Schulte-Kemper: Das kann ich nicht beurteilen. Karstadt hat öffentlich erklärt, auch Essen spiele eine Rolle bei der Frage, wo man sich ansiedeln will.
Karstadt wird an einer preiswerten Lösung gelegen sein, was Neubauten eigentlich ausschließt. Das könnte Ihre Chance sein.
Schulte-Kemper: Genau so ist.
Das Thyssen-Krupp-Haus ist ein Denkmal, muss aber auch wirtschaftlich zu betreiben sein. Wie kriegen sie das zusammen?
Schulte-Kemper: Ich denke, dass wir mit den Denkmalschutz eine Lösung finden, die allen Interessen gerecht wird. Ich bin jedenfalls ganz prinzipiell gegen den Abriss, und es muss doch möglich sein, ein solches Haus zu erhalten. Das ist vielleicht anstrengender, aber für mich auch spannender.
Vorbesitzer Thyssen-Krupp hat gegen den Denkmalschutz geklagt. Die Klage wurde bis heute nicht zurückgenommen, und die Aussicht, dass das Gericht dem folgen wird, stehen nicht so schlecht.
Schulte-Kemper: Ich hoffe natürlich, dass unsere Investitionsbereitschaft und die Bereitschaft das Haus zu erhalten auch honoriert wird. Da bin ich optimistisch, da sind wir in guten Gesprächen mit der Stadt.
Sie ziehen als neuer Eigentümer die Klage aber nicht zurück?
Schulte-Kemper: Formaljuristisch wollen wir uns den Klageweg offen halten, weil sonst das Klageverfahren neu angestrebt werden müsste. Aber wie gesagt: Ich gehe von einer Einigung aus.

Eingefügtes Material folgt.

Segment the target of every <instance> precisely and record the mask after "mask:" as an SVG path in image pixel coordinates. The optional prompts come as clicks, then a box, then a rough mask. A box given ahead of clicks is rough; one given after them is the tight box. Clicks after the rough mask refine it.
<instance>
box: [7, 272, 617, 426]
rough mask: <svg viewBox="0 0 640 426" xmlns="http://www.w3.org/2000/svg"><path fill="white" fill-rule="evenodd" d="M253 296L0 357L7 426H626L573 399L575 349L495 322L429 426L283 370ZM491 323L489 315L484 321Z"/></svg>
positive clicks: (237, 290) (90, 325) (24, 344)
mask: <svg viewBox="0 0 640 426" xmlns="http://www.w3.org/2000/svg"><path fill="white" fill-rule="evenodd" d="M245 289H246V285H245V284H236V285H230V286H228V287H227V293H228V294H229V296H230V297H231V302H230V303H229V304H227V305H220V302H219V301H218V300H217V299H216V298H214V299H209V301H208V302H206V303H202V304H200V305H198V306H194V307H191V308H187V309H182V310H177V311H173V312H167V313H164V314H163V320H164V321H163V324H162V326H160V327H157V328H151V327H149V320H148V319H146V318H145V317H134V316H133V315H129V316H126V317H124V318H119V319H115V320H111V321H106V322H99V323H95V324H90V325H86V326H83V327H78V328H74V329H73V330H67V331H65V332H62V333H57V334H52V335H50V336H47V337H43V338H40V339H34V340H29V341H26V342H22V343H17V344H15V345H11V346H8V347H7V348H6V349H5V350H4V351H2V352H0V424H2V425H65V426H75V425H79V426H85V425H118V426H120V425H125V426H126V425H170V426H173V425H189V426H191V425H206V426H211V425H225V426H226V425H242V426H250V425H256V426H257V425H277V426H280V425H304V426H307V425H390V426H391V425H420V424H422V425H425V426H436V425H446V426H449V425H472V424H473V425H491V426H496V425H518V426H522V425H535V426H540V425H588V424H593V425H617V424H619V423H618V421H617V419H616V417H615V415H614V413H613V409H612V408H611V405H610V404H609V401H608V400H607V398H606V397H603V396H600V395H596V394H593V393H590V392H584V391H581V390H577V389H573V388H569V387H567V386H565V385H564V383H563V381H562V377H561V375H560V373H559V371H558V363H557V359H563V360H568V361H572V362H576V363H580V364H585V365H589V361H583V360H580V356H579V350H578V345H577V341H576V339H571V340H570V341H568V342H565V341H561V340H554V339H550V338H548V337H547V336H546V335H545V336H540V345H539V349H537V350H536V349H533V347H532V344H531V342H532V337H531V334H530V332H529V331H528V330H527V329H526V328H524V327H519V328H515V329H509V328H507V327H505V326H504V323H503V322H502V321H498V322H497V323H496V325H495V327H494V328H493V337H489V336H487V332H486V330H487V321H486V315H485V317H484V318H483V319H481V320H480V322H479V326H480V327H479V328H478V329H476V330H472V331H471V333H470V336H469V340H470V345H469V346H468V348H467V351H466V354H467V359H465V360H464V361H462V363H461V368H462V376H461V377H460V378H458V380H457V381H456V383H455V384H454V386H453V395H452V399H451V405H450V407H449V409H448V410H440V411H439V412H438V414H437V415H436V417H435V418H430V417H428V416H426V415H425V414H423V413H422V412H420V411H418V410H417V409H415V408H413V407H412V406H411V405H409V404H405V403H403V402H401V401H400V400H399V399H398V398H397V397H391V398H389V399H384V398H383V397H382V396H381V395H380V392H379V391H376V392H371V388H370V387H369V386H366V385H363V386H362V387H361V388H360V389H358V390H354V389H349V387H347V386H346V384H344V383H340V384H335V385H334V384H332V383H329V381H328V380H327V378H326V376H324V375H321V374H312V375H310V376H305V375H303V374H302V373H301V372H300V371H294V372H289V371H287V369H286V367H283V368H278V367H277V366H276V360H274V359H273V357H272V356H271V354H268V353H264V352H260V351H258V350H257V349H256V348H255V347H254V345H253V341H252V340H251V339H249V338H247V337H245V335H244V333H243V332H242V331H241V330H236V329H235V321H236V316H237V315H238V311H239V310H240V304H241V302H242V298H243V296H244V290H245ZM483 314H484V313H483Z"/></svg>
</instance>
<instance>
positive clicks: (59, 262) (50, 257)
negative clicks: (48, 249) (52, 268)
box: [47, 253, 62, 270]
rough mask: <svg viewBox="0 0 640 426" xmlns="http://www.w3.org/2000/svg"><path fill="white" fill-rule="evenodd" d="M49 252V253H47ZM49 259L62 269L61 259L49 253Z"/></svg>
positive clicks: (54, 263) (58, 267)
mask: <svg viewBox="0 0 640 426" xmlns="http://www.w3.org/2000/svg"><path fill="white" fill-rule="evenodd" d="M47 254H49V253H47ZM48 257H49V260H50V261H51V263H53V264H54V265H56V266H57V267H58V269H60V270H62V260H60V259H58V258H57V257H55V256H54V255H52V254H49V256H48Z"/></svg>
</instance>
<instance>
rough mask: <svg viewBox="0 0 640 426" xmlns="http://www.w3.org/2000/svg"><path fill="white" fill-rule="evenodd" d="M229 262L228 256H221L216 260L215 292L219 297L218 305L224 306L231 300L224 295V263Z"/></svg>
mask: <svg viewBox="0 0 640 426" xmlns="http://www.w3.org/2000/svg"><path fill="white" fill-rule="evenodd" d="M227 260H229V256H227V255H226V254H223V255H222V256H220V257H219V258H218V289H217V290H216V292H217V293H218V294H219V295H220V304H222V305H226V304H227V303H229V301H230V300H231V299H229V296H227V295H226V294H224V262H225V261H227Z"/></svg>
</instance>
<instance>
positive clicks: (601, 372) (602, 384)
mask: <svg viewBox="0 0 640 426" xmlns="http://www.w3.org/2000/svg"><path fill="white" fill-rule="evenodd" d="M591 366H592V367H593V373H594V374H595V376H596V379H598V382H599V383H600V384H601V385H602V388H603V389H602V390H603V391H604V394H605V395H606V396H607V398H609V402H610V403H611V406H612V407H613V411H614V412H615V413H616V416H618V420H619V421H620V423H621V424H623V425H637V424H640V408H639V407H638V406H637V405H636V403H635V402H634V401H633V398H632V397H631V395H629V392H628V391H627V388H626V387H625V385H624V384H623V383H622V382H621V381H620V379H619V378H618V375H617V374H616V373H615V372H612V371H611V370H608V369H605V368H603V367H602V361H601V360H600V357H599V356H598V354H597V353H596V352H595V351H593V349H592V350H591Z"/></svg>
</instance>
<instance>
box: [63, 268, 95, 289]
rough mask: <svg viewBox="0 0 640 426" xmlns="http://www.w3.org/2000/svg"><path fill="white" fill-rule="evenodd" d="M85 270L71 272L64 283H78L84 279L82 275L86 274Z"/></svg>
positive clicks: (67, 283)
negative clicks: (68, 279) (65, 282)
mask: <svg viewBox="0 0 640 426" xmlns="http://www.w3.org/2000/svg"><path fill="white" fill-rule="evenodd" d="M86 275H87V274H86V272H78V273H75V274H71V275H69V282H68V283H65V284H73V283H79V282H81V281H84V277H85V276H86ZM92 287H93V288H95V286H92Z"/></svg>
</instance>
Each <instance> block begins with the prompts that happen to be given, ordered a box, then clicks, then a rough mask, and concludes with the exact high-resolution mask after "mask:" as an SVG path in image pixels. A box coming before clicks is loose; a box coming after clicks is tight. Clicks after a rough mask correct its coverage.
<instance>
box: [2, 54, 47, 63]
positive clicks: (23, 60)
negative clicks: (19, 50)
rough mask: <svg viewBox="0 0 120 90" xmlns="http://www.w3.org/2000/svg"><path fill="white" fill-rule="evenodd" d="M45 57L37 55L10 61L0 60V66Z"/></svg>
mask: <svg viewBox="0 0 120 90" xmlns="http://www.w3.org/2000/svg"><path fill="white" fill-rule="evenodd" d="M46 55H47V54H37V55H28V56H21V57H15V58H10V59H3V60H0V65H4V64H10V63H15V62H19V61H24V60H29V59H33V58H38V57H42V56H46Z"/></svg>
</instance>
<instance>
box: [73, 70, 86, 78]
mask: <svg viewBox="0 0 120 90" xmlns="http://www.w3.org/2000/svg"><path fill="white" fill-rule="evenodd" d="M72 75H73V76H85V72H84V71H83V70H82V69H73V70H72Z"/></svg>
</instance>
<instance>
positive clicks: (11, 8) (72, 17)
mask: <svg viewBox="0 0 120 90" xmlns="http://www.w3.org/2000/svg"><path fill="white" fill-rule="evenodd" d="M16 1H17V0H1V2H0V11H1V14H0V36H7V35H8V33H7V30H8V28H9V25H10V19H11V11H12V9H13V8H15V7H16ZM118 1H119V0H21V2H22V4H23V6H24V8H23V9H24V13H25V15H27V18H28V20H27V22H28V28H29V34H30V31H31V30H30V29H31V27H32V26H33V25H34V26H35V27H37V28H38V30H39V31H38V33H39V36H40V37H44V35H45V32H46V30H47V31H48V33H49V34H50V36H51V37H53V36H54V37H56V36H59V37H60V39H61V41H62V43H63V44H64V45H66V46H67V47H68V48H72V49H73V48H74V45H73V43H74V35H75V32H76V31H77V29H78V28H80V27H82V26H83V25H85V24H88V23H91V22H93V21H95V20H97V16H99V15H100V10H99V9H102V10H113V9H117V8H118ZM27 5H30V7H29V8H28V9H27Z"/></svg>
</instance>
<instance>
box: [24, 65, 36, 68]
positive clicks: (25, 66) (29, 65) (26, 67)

Manche Architekten sagen: Beim Ruhrturm ist nicht tief in die Substanz saniert worden, es habe viel Kosmetik gegeben. Sie fragen sich, ob auch im Thyssen-Krupp-Haus zu große Kompromisse nötig sind.
Schulte-Kemper: Ach wissen Sie, solche Architekten können ihre Kreativität selbst in eigener unternehmerischer Kompetenz unter Beweis stellen. Wir haben im Ruhrturm 30 Millionen Euro investiert, wir planen im Thyssen-Krupp-Haus eine Investition von 25 Millionen Euro. Das sind doch keine kleine Summen.
Was genau wollen Sie verändern im Thyssen-Krupp-Haus?
Schulte-Kemper: Den Innenbereich des Hauses will ich bewahren wie er ist. Aber natürlich müssen schon aus energetischen Gründen andere Fenster rein, natürlich werden wir in Klima und Heizung investieren.
Auch für das ebenfalls historische RWE-Hochhaus direkt gegenüber vom Thyssen-Krupp-Haus wird in nicht allzu ferner Zukunft über neue Nutzungen zu reden sein. Wäre das ebenfalls interessant für Sie?
Schulte-Kemper: Lassen Sie es mich so sagen: Ich feiere bald mein 30-jähriges Berufsjubiläum in Essen, seit ich als damals junger Mann die Hypothekenbank in Essen gegründet habe. Das RWE-Gebäude hat mich immer fasziniert, einer Einladung zur Problemlösung würde ich mich nicht verschließen. Auch dieses stadtprägende Gebäude darf jedenfalls nicht abgerissen werden. Die Essener Hochhausgruppe ist ein Ensemble, das nicht seinesgleichen hat. Alle sind aufgefordert zu überlegen, wie sie erhalten werden kann.
Das Gespräch führten: Frank Stenglein und Janet Lindgens.